Thursday, October 14, 2010

India's `Olympic Dream' Distant as Commonwealth Games Cross Finishing Line

New Delhi’s Commonwealth Games ended with martial art battles and a laser show after a record haul of gold medals for India and last-minute fixes to venues rescued an event that had threatened a national embarrassment.

During a two-hour closing ceremony that also featured army marching bands wearing tartan capes and leopard skins, and a dance tribute involving 2,010 children, the games flag was handed to officials from Glasgow, host to the 2014 event. Suresh Kalmadi, chairman of the local games organizing committee, thanked officials for overcoming “serious roadblocks. We have learned a lot.”

Empty stadiums early in the event and repairs to the athletics track after the opening ceremony gave way to ticket sales of about 50,000 a day as India won 101 medals, 38 of them gold, to lie second in the overall standings behind Australia. India reached the final of men’s hockey, a national favorite, before being thrashed 8-0 in today’s final.

Commonwealth Games Federation President Michael Fennell today praised the “very high standard of venues.” While transport and ticketing problems had to be fixed during competition, there “is no doubt that the overall image of the games has been good,” he said. “Delhi has performed.”

Photographs on the British Broadcasting Corp.’s website showing unclean bathrooms at the athletes’ village, missed construction deadlines, the collapse of a stadium footbridge, the resignation of officials for “financial irregularities” and warnings of terrorist threats forced Scotland, Canada and New Zealand to delay their departure for Delhi.

‘Miles to Go’

Those failings exposed the progress needed before India can fulfill its ambition to host the Olympic Games, said Boria Majumdar, a sports historian and the author of “Sellotape Legacy: Delhi and the Commonwealth Games.”

“The way the whole thing unfolded -- the lead up, the infrastructure delays -- shows we have miles to go before we can mount a serious Olympic bid,” Majumdar said in an interview.

The Indian Olympic Association had said a successful event this year might spur a bid for the 2020 Olympics. “I have a dream of bringing the Olympics” to India, Kalmadi said at a Oct. 12 press conference in the capital. “When, I don’t know.”

Last-minute work on the track and infield at the 60,000- seat athletics venue will “have certainly brought up an amber or a red light” with the International Olympic Committee, said Ian Henry, director of the Centre for Olympic Studies and Research at the U.K.’s Loughborough University, on Oct. 13. “The report card at the end of the day is a very positive one for the manner in which the games were conducted.”

Singh’s Inheritance

The Oct. 3-14 event, held every four years and featuring 71 countries and territories, most of them former British colonies, is dwarfed by the 204 nations who took part in Beijing’s successful $70-billion Olympics in 2008.

Prime Minister Manmohan Singh, who inherited the Commonwealth Games from his predecessor and had to rally senior ministers last month to ensure they went ahead, spent $4.6 billion on arenas, roads and power to highlight a “confident” new India.

Instead, 97 percent of respondents to a Sept. 23 online newspaper poll believed the games, and the role of Singh’s government, had damaged the country’s image.
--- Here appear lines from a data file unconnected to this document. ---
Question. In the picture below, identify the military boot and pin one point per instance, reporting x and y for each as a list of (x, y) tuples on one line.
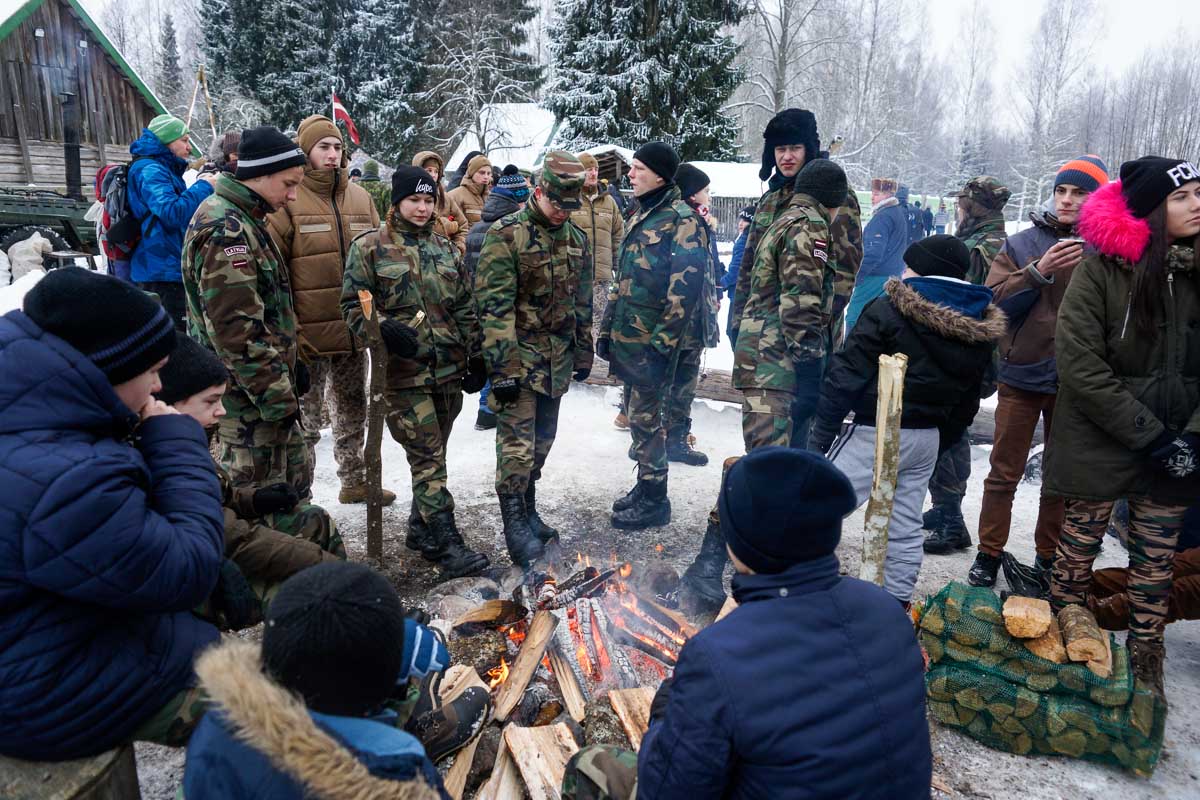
[(523, 545), (539, 528), (453, 557), (649, 510), (679, 446)]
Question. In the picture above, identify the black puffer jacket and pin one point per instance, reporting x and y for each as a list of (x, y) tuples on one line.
[(946, 328)]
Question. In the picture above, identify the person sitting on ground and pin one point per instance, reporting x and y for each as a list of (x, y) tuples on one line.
[(947, 328), (306, 714), (849, 717), (109, 530)]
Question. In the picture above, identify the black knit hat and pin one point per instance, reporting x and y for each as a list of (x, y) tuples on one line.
[(192, 368), (335, 633), (264, 151), (117, 325), (939, 256), (690, 180), (790, 126), (780, 506), (1147, 181), (411, 180), (825, 181), (660, 157)]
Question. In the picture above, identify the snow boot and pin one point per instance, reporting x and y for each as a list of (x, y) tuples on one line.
[(539, 528), (453, 557), (679, 446), (523, 545), (651, 509)]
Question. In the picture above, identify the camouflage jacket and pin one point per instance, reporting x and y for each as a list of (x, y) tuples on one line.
[(845, 246), (239, 301), (533, 289), (658, 289), (793, 281), (409, 269)]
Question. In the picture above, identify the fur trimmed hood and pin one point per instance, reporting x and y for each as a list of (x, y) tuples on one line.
[(943, 320), (276, 723)]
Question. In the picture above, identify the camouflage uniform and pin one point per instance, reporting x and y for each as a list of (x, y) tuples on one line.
[(654, 314), (533, 288), (239, 305), (409, 269)]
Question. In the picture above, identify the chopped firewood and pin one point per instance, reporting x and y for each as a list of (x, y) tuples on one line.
[(1049, 644), (526, 663), (541, 756), (633, 707), (1083, 637), (1027, 618)]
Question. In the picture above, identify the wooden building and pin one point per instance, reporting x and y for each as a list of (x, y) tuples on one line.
[(52, 54)]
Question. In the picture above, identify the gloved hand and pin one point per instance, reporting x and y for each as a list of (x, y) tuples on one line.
[(1177, 455), (477, 376), (399, 338), (233, 601), (507, 390), (276, 497)]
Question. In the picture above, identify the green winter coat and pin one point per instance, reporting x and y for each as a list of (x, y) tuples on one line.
[(407, 270), (1119, 389)]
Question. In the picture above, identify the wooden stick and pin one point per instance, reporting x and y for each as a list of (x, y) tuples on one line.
[(887, 465), (526, 663)]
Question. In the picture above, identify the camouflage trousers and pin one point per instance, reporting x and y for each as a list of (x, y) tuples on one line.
[(420, 420), (261, 453), (339, 388), (1153, 533), (525, 433), (601, 773)]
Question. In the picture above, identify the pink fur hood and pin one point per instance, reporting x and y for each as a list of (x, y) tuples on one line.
[(1108, 224)]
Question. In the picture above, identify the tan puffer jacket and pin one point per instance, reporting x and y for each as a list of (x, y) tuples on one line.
[(313, 234)]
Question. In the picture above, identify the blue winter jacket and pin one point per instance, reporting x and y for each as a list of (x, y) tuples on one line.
[(814, 687), (108, 536), (165, 205)]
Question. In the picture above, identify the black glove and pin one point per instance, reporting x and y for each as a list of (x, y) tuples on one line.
[(507, 391), (277, 497), (233, 601), (477, 376), (301, 378), (399, 338), (1177, 455)]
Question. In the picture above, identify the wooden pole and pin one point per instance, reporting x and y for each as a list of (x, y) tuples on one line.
[(887, 465)]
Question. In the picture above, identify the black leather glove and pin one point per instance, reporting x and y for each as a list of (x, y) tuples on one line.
[(399, 338), (507, 390), (233, 601), (277, 497), (477, 376)]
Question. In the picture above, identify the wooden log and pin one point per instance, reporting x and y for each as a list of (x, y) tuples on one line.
[(541, 755), (1027, 618), (633, 708), (1083, 637), (887, 467), (526, 663)]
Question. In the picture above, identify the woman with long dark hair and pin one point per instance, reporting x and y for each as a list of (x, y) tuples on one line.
[(1127, 423)]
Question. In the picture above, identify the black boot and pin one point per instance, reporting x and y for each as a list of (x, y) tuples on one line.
[(454, 558), (701, 590), (523, 546), (540, 529), (678, 449), (649, 510)]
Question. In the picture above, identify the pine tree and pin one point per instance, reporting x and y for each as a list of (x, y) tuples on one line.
[(631, 71)]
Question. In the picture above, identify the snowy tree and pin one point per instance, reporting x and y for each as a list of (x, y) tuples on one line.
[(631, 71)]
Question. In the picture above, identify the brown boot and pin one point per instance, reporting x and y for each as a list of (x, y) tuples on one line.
[(355, 494)]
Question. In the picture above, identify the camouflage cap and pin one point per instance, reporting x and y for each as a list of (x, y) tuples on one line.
[(987, 191), (562, 179)]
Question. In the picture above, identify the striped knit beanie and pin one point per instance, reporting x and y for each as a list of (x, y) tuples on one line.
[(1089, 173)]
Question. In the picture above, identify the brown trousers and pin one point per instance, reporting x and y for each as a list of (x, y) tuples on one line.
[(1017, 419)]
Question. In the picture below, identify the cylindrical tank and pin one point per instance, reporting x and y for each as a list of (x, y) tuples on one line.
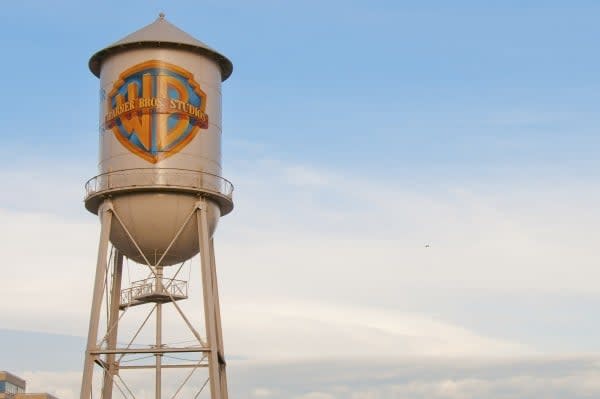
[(160, 140)]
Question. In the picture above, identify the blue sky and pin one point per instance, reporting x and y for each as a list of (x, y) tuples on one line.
[(355, 132)]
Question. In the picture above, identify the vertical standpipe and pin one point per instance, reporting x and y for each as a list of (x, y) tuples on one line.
[(159, 195)]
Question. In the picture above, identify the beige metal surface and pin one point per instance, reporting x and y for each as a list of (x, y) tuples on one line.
[(154, 192), (159, 195), (161, 33)]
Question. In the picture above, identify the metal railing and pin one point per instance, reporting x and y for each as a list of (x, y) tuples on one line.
[(159, 177), (148, 287)]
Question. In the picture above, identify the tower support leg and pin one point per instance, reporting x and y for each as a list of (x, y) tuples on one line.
[(216, 363), (113, 325), (221, 351), (101, 267)]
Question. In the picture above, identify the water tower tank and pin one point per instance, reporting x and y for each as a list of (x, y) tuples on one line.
[(160, 140)]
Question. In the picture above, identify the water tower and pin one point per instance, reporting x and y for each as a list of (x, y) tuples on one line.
[(159, 195)]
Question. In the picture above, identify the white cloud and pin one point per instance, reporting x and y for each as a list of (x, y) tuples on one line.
[(415, 378), (335, 257)]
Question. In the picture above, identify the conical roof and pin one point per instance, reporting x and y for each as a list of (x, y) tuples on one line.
[(161, 33)]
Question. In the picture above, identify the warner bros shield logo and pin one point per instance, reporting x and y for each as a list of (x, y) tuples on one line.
[(155, 109)]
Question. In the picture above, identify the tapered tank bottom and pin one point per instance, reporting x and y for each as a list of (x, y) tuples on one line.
[(154, 219)]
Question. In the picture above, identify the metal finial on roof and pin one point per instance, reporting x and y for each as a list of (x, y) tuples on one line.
[(161, 33)]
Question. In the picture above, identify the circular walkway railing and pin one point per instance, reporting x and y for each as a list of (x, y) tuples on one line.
[(158, 178)]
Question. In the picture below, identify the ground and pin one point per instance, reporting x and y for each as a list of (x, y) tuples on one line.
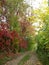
[(33, 60)]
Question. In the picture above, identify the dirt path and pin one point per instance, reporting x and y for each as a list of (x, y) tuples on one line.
[(32, 61)]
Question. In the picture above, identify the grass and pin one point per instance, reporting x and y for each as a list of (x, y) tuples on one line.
[(43, 58), (24, 59), (5, 58)]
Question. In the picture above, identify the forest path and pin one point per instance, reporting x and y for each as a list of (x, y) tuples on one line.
[(33, 60)]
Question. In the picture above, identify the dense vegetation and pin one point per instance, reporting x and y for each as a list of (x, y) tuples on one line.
[(17, 32)]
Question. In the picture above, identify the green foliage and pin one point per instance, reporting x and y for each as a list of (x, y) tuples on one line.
[(43, 40), (24, 59)]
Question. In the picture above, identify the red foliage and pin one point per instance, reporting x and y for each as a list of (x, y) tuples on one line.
[(7, 37)]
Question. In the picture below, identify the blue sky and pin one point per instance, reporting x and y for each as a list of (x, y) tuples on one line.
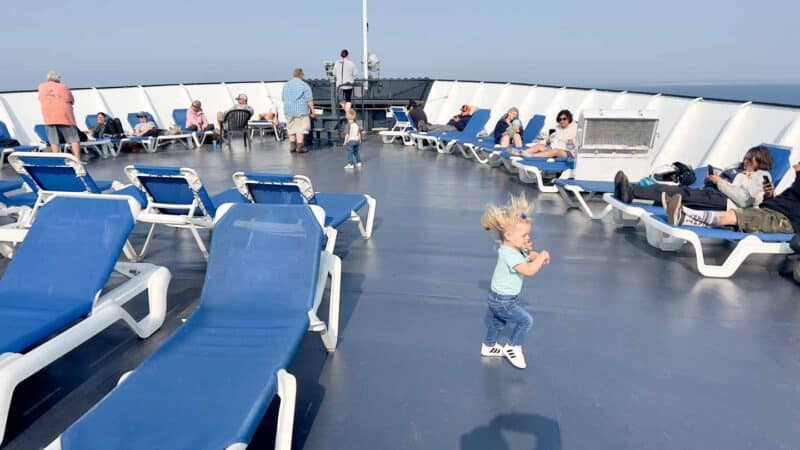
[(589, 43)]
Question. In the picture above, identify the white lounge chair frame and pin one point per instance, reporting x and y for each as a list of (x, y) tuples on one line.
[(574, 198), (106, 310)]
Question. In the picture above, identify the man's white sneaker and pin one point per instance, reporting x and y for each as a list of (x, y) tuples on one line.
[(495, 350), (515, 356)]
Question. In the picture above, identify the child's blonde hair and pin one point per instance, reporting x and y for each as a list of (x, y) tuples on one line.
[(503, 218)]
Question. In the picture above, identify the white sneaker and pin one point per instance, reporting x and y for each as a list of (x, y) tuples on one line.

Moody’s Analytics Inc. said that investors may reassess the attractiveness of India’s $1.3 trillion economy after preparations foundered.

Fennell on Sept. 25 expressed his disappointment with Delhi’s organizing committee, saying at a press conference that the lack of preparedness had hurt the country’s reputation. “I would hope at the end of all this, India would have learnt a great lesson,” he said then.

Sick Swimmers

After a spectacular opening ceremony that won global acclaim, early events were poorly attended, forcing Kalmadi to open more ticket booths and consider allowing school children in for free. When a dozen members of Australia’s swimming team fell ill, competition and practice pools were probed. Tests showed nothing unpleasant lurking in the water.

“Patently problems were magnified in the Western media,” Loughborough University’s Henry said. Organizers need to tell the world they understand the need for a more “rigorous approach to staging major events,” he said.

A bigger competition in India is unlikely to be “on the anvil,” Mahesh Rangarajan, a New Delhi-based political analyst, said in a phone interview. Singh’s “Congress party’s priorities are elsewhere: socio-economic reconstruction, creating jobs, improving education,” he said.

The cost of the games is almost half what the government will spend this year on a rural jobs program that has benefited more than 41 million village households. India has 828 million people living on less than $2 a day, the World Bank estimates.

Record Inflows

India’s economy, which has grown at an average 8.5 percent in the past five years and that the International Monetary Fund expects to expand 9.7 percent this year, may prove more resilient than Moody’s forecast.

Foreign funds have purchased Indian stocks valued at a record $21.83 billion this year, lured by the potential of Asia’s third-largest economy.

“People in the international investing community already know the difficulties of putting their money in India,” said Laveesh Bhandari, director at New Delhi-based Indicus Analytics Pvt., a research group. Despite its handicaps, “India is still lucrative,” he said.